Teatro Greco – Siracusa
Le Supplici
da Eschilo
Adattamento scenico in siciliano e greco moderno di Moni Ovadia, Mario Incudine, Pippo Kaballà
Musiche di Mario Incudine
Regia di Moni Ovadia
Con: Mario Incudine (Cantastorie), Angelo Tosto (Danao), Donatella Finocchiaro (Prima Corifea), Moni Ovadia (Pelasgo), Marco Guerzoni (Araldo degli Egizi)
Scene Gianni Carluccio
Costumi Elisa Savi
Sino al 28 giugno 2015
I cinquanta figli di Egizio sono decisi a prendere le cinquanta cugine Danaidi, anche contro la loro volontà. Le ragazze e il loro genitore fuggono e cercano rifugio ad Argo, terra d’origine di Io, loro antenata amata da Zeus e per questo perseguitata in tutti i modi da Era, anche quando Zeus trasforma la ragazza in giovenca per nasconderla agli occhi della dea. Le sue discendenti supplicano ora Pelasgo di dare loro ospitalità; dopo qualche titubanza il re la concede, anche se questo significherà guerra certa con gli Egizi.
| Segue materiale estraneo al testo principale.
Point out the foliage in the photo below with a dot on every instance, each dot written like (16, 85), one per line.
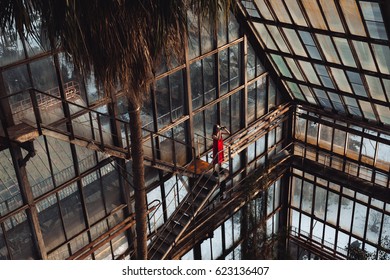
(120, 41)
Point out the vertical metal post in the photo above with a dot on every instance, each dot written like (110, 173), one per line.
(153, 148)
(37, 113)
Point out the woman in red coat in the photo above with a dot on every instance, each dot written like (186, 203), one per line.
(218, 154)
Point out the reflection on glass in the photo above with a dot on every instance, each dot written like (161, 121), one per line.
(274, 31)
(382, 55)
(332, 15)
(294, 42)
(314, 13)
(308, 94)
(264, 9)
(320, 203)
(294, 68)
(307, 196)
(346, 213)
(332, 208)
(326, 44)
(352, 16)
(359, 219)
(357, 83)
(280, 11)
(310, 44)
(374, 21)
(364, 53)
(309, 72)
(193, 38)
(265, 36)
(296, 12)
(375, 87)
(367, 110)
(344, 49)
(11, 47)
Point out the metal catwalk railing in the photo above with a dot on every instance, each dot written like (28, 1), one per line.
(90, 128)
(174, 227)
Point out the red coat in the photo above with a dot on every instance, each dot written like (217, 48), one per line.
(218, 156)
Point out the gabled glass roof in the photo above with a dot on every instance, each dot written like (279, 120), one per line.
(332, 54)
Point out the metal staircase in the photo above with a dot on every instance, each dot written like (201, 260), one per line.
(42, 114)
(200, 193)
(84, 126)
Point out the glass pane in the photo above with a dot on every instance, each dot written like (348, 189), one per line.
(307, 196)
(71, 210)
(328, 49)
(332, 208)
(283, 68)
(346, 213)
(325, 137)
(264, 9)
(314, 13)
(309, 72)
(294, 42)
(193, 38)
(320, 203)
(278, 38)
(11, 47)
(10, 197)
(49, 220)
(344, 51)
(382, 55)
(19, 237)
(308, 94)
(359, 219)
(280, 11)
(339, 141)
(352, 16)
(364, 53)
(377, 30)
(367, 110)
(384, 113)
(373, 16)
(375, 88)
(332, 15)
(341, 79)
(357, 83)
(265, 36)
(296, 12)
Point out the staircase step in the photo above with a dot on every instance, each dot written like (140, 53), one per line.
(174, 228)
(154, 255)
(183, 219)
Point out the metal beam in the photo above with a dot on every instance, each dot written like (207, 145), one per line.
(370, 189)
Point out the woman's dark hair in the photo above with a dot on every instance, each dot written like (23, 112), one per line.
(216, 129)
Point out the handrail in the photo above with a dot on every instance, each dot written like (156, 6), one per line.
(177, 210)
(99, 140)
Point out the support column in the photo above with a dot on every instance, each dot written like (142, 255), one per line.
(21, 175)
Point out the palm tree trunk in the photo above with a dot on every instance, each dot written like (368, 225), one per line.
(137, 155)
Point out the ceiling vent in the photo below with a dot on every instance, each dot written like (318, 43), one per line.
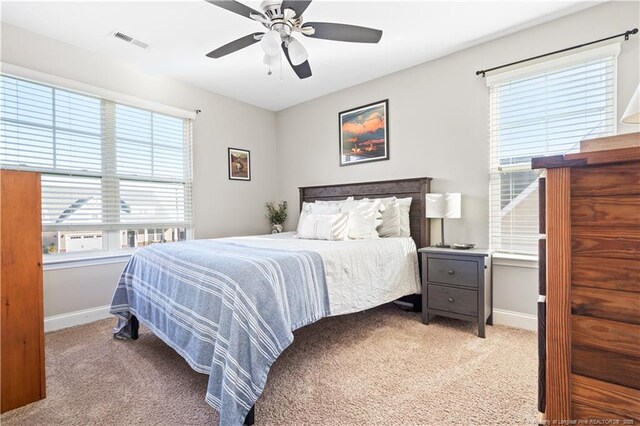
(129, 39)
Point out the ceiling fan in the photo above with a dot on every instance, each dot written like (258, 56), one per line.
(282, 18)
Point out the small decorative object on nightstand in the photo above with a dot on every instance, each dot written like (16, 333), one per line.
(457, 284)
(443, 206)
(276, 214)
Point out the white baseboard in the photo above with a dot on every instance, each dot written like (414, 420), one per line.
(515, 319)
(85, 316)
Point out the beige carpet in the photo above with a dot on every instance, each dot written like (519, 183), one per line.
(380, 367)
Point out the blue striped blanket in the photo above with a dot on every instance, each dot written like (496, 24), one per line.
(228, 309)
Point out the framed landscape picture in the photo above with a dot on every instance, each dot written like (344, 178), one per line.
(364, 133)
(239, 164)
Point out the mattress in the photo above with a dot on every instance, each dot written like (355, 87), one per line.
(360, 274)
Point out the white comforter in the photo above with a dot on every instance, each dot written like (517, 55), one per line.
(360, 274)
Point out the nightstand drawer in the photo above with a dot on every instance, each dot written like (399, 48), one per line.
(458, 300)
(452, 271)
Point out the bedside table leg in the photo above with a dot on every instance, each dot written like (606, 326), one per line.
(481, 329)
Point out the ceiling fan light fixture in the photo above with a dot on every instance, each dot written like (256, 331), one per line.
(272, 61)
(297, 53)
(270, 43)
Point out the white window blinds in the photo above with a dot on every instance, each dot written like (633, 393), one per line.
(104, 166)
(539, 113)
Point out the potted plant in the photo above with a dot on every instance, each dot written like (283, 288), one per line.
(276, 214)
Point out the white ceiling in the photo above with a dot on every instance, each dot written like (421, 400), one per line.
(180, 33)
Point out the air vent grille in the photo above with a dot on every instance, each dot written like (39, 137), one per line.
(129, 39)
(123, 37)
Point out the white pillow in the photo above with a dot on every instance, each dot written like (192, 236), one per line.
(324, 227)
(334, 202)
(390, 226)
(364, 218)
(405, 206)
(320, 207)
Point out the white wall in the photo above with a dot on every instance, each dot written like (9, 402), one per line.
(438, 128)
(221, 207)
(438, 124)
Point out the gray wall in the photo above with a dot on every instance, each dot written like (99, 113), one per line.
(438, 125)
(221, 207)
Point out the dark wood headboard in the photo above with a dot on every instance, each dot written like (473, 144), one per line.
(401, 188)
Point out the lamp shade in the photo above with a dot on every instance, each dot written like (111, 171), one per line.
(632, 113)
(448, 206)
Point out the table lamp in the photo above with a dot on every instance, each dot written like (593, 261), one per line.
(443, 206)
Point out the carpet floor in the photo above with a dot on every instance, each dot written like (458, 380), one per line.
(379, 367)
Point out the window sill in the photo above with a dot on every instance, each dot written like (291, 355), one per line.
(515, 260)
(67, 262)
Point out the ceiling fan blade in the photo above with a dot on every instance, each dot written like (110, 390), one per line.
(298, 5)
(303, 70)
(235, 7)
(235, 45)
(343, 32)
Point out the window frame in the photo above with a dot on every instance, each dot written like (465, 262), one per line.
(111, 251)
(496, 169)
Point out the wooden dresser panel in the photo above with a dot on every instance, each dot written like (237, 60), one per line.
(22, 321)
(592, 329)
(605, 292)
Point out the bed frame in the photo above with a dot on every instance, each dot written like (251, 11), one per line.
(416, 188)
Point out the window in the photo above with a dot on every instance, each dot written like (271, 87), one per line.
(113, 176)
(546, 109)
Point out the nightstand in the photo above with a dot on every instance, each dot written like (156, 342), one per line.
(457, 284)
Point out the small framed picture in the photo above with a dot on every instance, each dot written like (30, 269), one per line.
(239, 164)
(364, 133)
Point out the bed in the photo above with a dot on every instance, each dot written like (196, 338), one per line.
(229, 306)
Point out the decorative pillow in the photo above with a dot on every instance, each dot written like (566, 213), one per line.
(333, 202)
(364, 218)
(320, 207)
(324, 227)
(405, 206)
(390, 226)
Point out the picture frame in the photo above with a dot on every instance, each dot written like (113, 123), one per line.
(239, 161)
(364, 133)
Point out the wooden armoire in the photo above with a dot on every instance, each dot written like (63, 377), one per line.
(22, 322)
(589, 346)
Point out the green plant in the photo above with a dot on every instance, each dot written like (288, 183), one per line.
(277, 214)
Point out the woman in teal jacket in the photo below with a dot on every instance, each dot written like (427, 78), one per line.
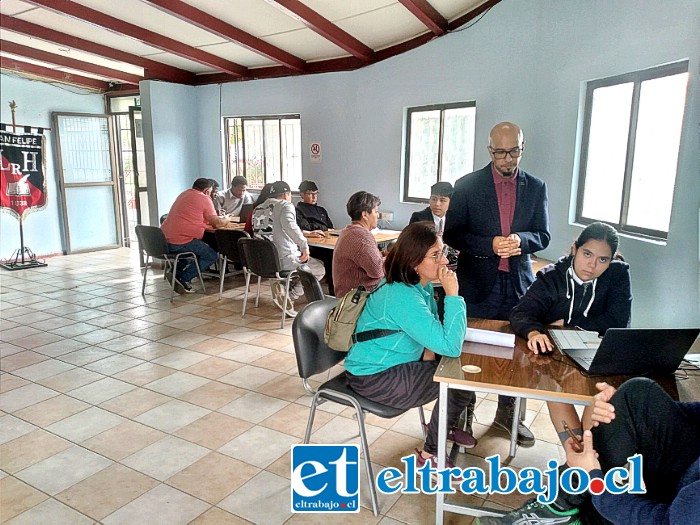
(397, 369)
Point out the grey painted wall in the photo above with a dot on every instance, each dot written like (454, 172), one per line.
(525, 62)
(35, 103)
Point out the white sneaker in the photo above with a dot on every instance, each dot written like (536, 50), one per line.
(277, 294)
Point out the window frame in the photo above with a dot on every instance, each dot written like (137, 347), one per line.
(228, 124)
(407, 149)
(636, 78)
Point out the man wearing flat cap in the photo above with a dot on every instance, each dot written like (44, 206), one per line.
(440, 195)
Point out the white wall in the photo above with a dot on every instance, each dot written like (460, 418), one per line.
(35, 102)
(525, 62)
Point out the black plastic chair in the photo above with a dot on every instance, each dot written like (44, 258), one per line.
(153, 245)
(312, 287)
(314, 357)
(227, 243)
(260, 258)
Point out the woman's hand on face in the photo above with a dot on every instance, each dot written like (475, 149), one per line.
(538, 342)
(448, 279)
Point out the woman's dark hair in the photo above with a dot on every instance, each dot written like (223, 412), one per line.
(359, 202)
(408, 252)
(599, 231)
(264, 195)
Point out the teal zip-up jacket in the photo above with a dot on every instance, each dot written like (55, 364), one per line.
(413, 310)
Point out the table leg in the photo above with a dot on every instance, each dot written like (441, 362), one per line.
(514, 427)
(442, 450)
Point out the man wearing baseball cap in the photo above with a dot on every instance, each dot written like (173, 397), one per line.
(275, 220)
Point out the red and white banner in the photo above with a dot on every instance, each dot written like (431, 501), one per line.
(22, 173)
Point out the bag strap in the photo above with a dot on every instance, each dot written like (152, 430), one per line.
(368, 335)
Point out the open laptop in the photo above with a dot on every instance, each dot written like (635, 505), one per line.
(245, 211)
(630, 351)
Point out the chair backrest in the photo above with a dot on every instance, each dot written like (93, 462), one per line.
(312, 288)
(313, 356)
(152, 241)
(227, 243)
(260, 256)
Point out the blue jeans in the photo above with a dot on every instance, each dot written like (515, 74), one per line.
(186, 270)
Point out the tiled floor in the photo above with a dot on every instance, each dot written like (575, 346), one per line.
(123, 409)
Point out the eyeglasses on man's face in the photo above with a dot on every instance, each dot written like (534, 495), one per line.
(501, 154)
(438, 255)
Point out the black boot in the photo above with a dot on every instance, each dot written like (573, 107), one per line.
(504, 421)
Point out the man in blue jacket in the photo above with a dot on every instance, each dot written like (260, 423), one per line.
(497, 218)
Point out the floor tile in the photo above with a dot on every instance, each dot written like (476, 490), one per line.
(172, 415)
(43, 370)
(213, 395)
(20, 360)
(213, 477)
(123, 440)
(213, 430)
(253, 407)
(135, 402)
(105, 492)
(17, 497)
(165, 458)
(12, 428)
(52, 410)
(24, 396)
(84, 425)
(263, 499)
(144, 374)
(51, 511)
(162, 504)
(60, 471)
(180, 359)
(247, 446)
(29, 449)
(250, 377)
(100, 391)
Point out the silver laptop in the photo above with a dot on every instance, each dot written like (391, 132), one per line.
(629, 351)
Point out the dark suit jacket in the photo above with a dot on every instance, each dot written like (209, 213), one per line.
(423, 215)
(474, 221)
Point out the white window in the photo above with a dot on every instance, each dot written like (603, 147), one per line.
(264, 149)
(629, 149)
(439, 147)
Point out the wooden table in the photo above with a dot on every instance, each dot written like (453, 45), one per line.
(550, 378)
(329, 241)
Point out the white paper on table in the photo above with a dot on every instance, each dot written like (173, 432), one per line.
(489, 343)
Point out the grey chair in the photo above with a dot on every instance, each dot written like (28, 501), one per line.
(227, 244)
(260, 258)
(153, 245)
(312, 287)
(314, 357)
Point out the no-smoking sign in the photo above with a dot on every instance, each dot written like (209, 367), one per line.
(315, 152)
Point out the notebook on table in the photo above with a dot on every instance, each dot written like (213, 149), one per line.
(626, 351)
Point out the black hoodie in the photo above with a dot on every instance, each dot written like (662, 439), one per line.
(555, 294)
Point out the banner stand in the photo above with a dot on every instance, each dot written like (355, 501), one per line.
(23, 257)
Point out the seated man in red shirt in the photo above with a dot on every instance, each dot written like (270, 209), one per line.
(190, 215)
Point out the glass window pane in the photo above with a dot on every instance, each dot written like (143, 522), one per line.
(272, 150)
(91, 226)
(458, 143)
(291, 152)
(424, 147)
(607, 150)
(253, 131)
(661, 105)
(84, 149)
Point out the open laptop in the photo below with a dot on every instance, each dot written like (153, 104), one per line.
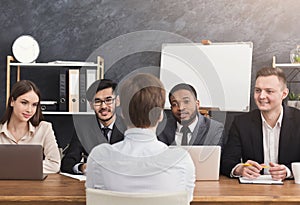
(206, 159)
(21, 162)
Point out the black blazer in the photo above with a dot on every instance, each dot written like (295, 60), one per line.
(206, 132)
(245, 140)
(87, 135)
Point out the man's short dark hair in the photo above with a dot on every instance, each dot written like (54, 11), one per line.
(182, 86)
(99, 85)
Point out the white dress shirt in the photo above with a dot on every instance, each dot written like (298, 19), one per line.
(270, 143)
(178, 134)
(42, 134)
(76, 166)
(140, 163)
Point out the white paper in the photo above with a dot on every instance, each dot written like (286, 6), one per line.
(74, 176)
(262, 179)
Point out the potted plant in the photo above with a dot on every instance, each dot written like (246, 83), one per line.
(294, 100)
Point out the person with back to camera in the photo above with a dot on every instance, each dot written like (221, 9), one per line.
(89, 132)
(186, 118)
(141, 163)
(23, 123)
(267, 136)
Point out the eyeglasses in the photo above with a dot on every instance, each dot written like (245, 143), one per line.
(108, 101)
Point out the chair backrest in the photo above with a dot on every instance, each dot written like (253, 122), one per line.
(105, 197)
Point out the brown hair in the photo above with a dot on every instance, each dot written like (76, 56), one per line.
(142, 98)
(18, 89)
(268, 71)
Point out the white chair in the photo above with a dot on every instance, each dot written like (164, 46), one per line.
(105, 197)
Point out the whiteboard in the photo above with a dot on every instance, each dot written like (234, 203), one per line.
(220, 72)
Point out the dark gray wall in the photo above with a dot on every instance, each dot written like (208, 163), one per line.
(79, 30)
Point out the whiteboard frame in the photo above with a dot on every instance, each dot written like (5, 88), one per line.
(223, 79)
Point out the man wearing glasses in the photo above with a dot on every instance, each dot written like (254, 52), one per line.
(105, 127)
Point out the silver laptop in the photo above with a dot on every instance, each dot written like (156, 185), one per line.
(206, 160)
(21, 162)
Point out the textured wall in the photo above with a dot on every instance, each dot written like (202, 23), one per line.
(78, 30)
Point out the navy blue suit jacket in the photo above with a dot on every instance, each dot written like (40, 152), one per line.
(206, 132)
(86, 136)
(245, 140)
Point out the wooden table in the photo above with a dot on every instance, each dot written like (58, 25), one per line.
(229, 191)
(55, 189)
(58, 189)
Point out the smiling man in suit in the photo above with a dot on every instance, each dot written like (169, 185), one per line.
(187, 126)
(269, 135)
(104, 127)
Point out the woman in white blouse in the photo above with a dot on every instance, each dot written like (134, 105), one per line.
(22, 124)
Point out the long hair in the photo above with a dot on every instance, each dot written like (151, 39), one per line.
(18, 89)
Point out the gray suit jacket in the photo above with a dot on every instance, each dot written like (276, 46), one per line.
(206, 132)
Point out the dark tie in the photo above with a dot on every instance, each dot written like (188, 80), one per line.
(185, 130)
(105, 131)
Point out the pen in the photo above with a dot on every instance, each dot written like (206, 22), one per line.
(263, 166)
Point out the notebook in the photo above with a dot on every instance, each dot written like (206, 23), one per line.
(206, 160)
(21, 162)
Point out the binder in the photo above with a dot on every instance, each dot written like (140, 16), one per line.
(82, 90)
(63, 87)
(73, 90)
(91, 76)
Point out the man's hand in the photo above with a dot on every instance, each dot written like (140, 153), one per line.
(250, 169)
(277, 171)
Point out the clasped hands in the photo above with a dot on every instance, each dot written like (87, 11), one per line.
(251, 170)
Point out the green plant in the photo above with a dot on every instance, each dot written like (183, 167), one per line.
(293, 96)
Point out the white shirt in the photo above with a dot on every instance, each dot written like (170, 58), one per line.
(140, 163)
(42, 134)
(76, 166)
(178, 134)
(270, 143)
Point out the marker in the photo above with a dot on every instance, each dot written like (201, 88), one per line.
(263, 166)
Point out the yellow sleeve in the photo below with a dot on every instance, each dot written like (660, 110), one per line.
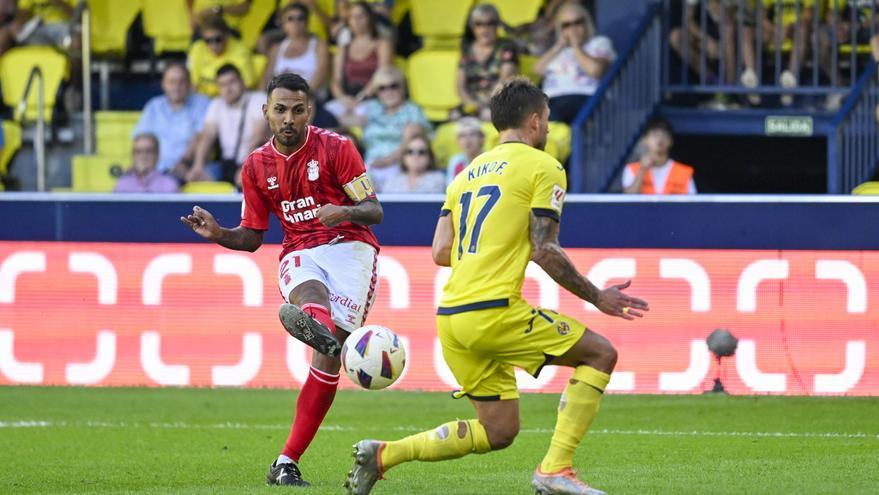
(549, 186)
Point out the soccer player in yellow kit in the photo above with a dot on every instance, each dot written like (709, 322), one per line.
(500, 212)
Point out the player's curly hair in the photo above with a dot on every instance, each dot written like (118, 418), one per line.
(514, 102)
(290, 81)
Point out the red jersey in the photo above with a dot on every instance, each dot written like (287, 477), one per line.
(295, 186)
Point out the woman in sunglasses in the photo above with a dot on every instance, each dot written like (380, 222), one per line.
(216, 48)
(299, 52)
(391, 119)
(573, 68)
(486, 62)
(417, 172)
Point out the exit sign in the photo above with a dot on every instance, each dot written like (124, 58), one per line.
(800, 126)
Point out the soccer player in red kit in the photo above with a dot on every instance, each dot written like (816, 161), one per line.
(315, 182)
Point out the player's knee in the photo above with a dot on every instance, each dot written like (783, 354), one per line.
(502, 436)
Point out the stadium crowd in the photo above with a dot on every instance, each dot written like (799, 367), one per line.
(354, 55)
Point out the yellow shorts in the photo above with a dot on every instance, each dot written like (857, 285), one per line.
(481, 347)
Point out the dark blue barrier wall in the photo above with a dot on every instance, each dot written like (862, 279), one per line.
(607, 221)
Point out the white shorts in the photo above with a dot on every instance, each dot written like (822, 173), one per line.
(347, 269)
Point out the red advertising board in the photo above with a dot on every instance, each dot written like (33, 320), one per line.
(199, 315)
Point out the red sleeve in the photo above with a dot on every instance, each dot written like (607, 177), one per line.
(349, 165)
(254, 211)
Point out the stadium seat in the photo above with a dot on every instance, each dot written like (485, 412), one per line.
(867, 188)
(440, 18)
(113, 132)
(97, 173)
(431, 76)
(208, 187)
(167, 22)
(517, 12)
(11, 144)
(111, 20)
(15, 68)
(251, 24)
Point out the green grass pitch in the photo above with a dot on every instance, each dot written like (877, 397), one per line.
(76, 440)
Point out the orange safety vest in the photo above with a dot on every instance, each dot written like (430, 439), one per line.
(678, 181)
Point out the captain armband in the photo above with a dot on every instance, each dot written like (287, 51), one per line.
(359, 189)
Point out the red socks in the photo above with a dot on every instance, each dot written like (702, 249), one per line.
(321, 314)
(314, 401)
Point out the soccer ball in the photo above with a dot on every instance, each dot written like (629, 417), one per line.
(373, 357)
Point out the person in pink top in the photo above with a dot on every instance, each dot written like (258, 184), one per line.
(143, 177)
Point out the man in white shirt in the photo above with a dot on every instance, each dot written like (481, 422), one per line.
(655, 172)
(235, 119)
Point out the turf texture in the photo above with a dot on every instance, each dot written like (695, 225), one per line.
(188, 441)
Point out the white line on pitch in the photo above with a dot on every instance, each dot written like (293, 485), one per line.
(246, 426)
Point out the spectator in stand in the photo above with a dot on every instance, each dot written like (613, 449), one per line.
(143, 177)
(417, 172)
(7, 24)
(355, 63)
(574, 66)
(235, 119)
(299, 52)
(486, 61)
(215, 49)
(232, 12)
(174, 118)
(795, 19)
(471, 140)
(391, 119)
(656, 172)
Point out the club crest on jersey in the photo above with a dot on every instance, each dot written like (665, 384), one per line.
(313, 170)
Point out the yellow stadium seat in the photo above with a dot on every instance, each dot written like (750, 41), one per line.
(517, 12)
(113, 132)
(558, 143)
(167, 22)
(97, 173)
(15, 68)
(110, 22)
(440, 18)
(867, 188)
(11, 144)
(431, 76)
(251, 24)
(526, 67)
(259, 66)
(208, 187)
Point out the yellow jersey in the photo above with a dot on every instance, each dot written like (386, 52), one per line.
(490, 204)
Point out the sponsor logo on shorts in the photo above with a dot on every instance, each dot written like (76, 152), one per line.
(563, 328)
(313, 170)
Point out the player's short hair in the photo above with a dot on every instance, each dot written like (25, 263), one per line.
(658, 125)
(289, 81)
(303, 9)
(514, 102)
(228, 69)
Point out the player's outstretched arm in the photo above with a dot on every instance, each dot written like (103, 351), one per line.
(240, 238)
(366, 212)
(549, 255)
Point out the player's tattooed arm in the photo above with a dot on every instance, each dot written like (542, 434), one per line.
(549, 255)
(367, 212)
(239, 238)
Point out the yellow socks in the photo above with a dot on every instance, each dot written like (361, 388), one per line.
(449, 441)
(577, 409)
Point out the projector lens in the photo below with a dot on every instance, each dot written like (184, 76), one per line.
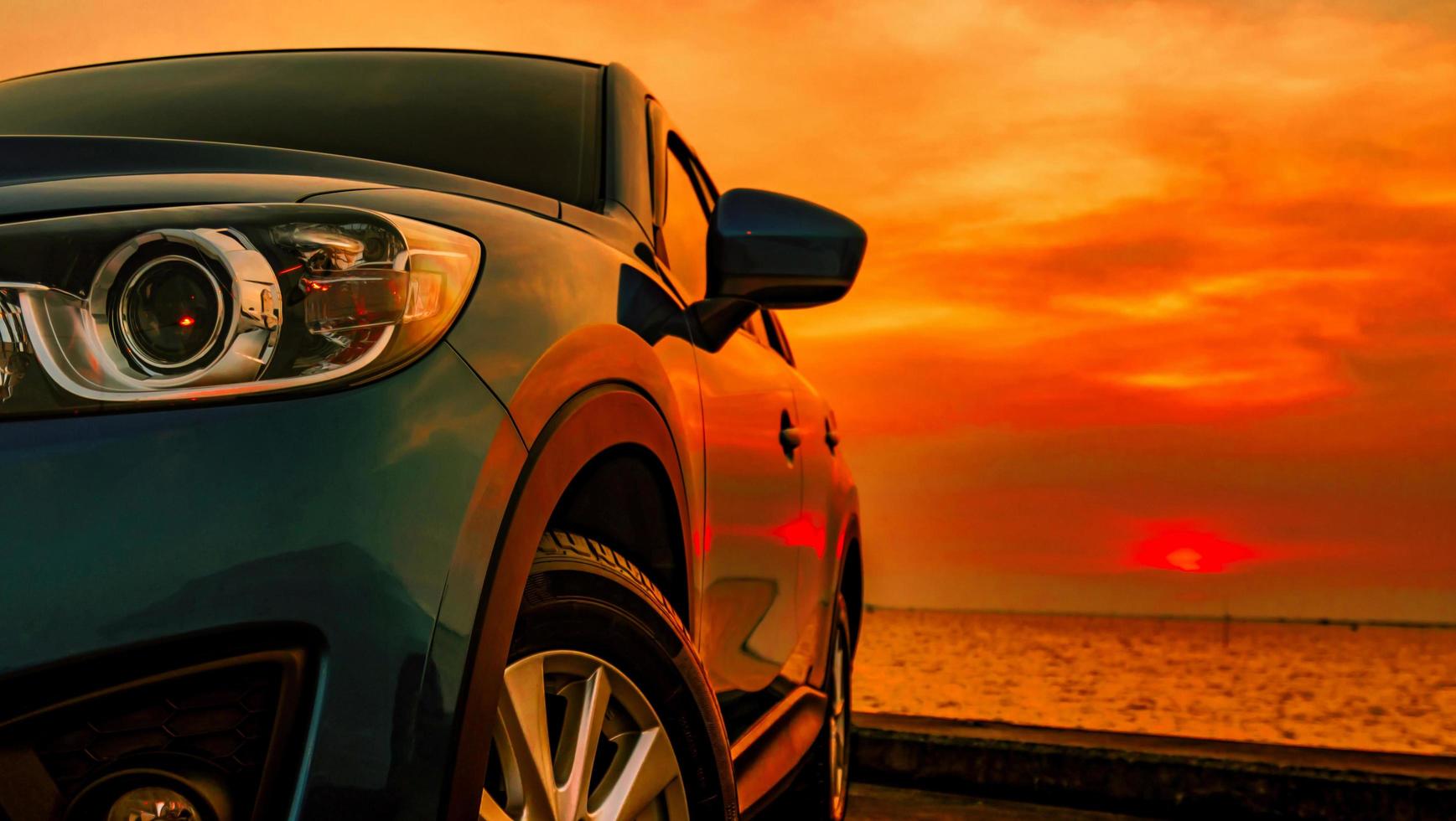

Le Supplici descrive dunque la ἀνδρών ὕβριν (v. 528), la dismisura del maschio che non sa fare dell’Eros qualcosa di diverso rispetto all’accoppiamento che genera altri umani, altro dolore. I Greci sanno infatti che «iridescenti sono i guai» e «sempre cangiante tu vedrai l’ala del dolore» (vv. 328-329, trad. di Franco Ferrari).
Di tutto questo, e di molto altro, nulla resta nelle Supplici di Moni Ovadia e del compositore Mario Incudine. L’idea della contaminazione etnica, del testo tradotto in siciliano e in greco moderno, trasformato in canto (ritmate e cantate erano infatti in Grecia le tragedie) sarebbe stata molto interessante ma la musica è assolutamente inadatta, sviante, banale. Ovadia e Incudine avrebbero potuto optare per dei ritmi arcaici, o per delle cadenze orientali, o per strutture sperimentali. Per qualcosa che in ogni caso potesse restituire la distanza dei Greci. E invece la musica è quasi quella folcloristica tipo «Sciuri sciuri». Mi ha ricordato coloro che nel mio paese d’origine vengono chiamati i foristeri, venditori ambulanti di frutta e verdura che arrivano dai paesi limitrofi e si fanno notare per le strade diffondendo ad alto volume canzoni siculo-napoletane. In quel contesto va benissimo ma non altrettanto per i foristeri di cui parla Eschilo, la cui tragedia viene utilizzata come strumento di una visione del mondo «umanistica», vale a dire quanto di più lontano ci sia dall’Ellade.
Se gli Elleni «di nessun uomo si dichiarano schiavi, di nessun uomo sudditi» (v. 242), è perché la loro non è una libertà soltanto politica, non è la «democrazia» come la si spaccia lungo tutto questo spettacolo ma è una radicale libertà dalla consolazione, dalla speranza, dall’illusione dell’istante che si tramuta in disperazione del sempre. I Greci riconoscono la potenza, la liceità, la naturalità del desiderio che produce «la freccia di seducente sguardo» (v. 1005) ma sanno anche che solo un’entità non umana può evitare il dolore che ogni desiderio, anche realizzato, porta con sé. Sanno che soltanto «ogni atto dei numi è senza pena» (παν απονον δαιμόνιον, v. 110) e mai gli atti degli umani. Tutto questo rimane qui radicalmente estraneo, foristeri.